Não sendo economista, reflito sobre esta temática sem estar agrilhoado a axiomas contabilísticos. Em abono da verdade, durante a última década temos assistido a um considerável esforço de contenção da despesa pública e a uma criativa receita fiscal, o que não quer dizer que tenha sido praticada disciplina orçamental. Se analisarmos as propostas de orçamento desde o início da década e compararmos os valores projetados com o défice verificado, encontramos um desvio médio anual de 27%. Olhando para esta série de sete anos, a única ocasião em que o desvio orçamental se situou abaixo dos 20% ocorreu em 2013 (i.e. 7%).

Acredito que a evidenciada incapacidade de cumprimento orçamental poderá ser atenuada através de mais rigor prospetivo. O processo de elaboração do OE – sendo complexo e moroso – assenta num conjunto de simplificações que introduzem uma elevada dose de incerteza na projeção do saldo das contas públicas. Uma das principais simplificações reside na abordagem incremental das rubricas, partindo do pressuposto que o montante do ano anterior é necessário, ainda que sujeito a um ajuste. Com esta metodologia, os serviços públicos são naturalmente induzidos a cumprir o orçamento, uma vez que receiam que qualquer eficiência introduzida se torne num corte no ano seguinte. Uma forma de tornar este processo mais rigoroso passaria pela abordagem de orçamento base zero (OBZ). Esta metodologia permite construir o orçamento em função das atividades necessárias. O OBZ já foi utilizado nos EUA, a nível federal, mas também nalguns dos seus estados (p.e. Texas e Oklahoma). O OBZ pode ser alvo de aperfeiçoamento, através de uma lógica de priorização de atividades em função da sua criticidade para o serviço público em questão.

Outra fonte de imprecisão no exercício de orçamentação refere-se à inexistente gestão da incerteza. É anacrónico que no OE, por exemplo, o câmbio EUR/USD e o preço do barril de Brent sejam parâmetros fixos. Uma das formas de gerir a incerteza passa pela criação de cenários de evolução de parâmetros-chave para o processo de decisão.

Pelo exposto, o rigor na elaboração do OE é uma matéria em que a administração pública deve investir.
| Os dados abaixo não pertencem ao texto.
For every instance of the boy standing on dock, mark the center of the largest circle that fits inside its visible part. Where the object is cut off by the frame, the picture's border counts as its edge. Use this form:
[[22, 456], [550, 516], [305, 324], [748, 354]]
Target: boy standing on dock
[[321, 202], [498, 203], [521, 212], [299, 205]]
Se nas (boas) empresas privadas já se utilizam ferramentas de machine learning e data mining para previsão financeira e operacional, é importante que o governo convide a Universidade a participar na modernização da metodologia de construção do OE. Se este investimento não for feito, a famosa citação de John Kenneth Galbraith continuará a ser corroborada ano após ano: “the only function of economic forecasting is to make astrology look respectable”.